Please note that the presence of other impurities, such as those sometimes co-extracted from leaves, can vary the solubility to a very large extent, generally increasing the solubility and sometimes making crystallization impossible. I use ethanol for crystallization, but it looks like Isopropanol could also be effective.
Here is a standardization procedure so that you can add Salvinorin back to leaf. This came from a well known Salvia Divinorum researcher:
The method is simple: Dissolve a measured quantity of Salvinorin A in a solvent, and then absorb it onto a measured quantity of crumbled salvia leaves. Evaporate off the solvent, and Wha-la! Here is a more detailed explanation:
To make salvinorin A enhanced leaf that contains 15 mg salvinorin A per gram of leaf, dissolve 12.5 mg* pure salvinorin A in 1 ml of warm acetone, and then add 1 gram of crumbled salvia leaves and stir. The leaves will absorb the salvinorin A-containing acetone. Place the container in a well-ventilated location and wait for the acetone to evaporate off. Stir the leaves occasionally during the evaporation period. Make sure that the acetone has evaporated completely—there should be absolutely no smell of acetone left on the leaves.
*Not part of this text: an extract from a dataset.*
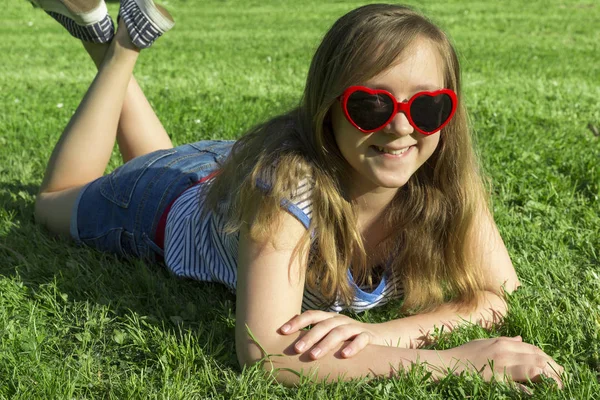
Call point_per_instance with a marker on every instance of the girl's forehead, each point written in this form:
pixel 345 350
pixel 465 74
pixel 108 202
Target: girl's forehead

I strongly advise against smoking leaf that contains more than 15 mg salvinorin A per gram unless the individual doses can be accurately weighed. At this concentration, the amount of smoke produced provides a certain amount of safety because it makes it difficult for a person to accidentally inhale too large a dose in a single inhalation. If you have a precision balance that can accurately weigh small doses, then stronger concentrations are preferable since the amount of smoke can be minimized without compromising safety.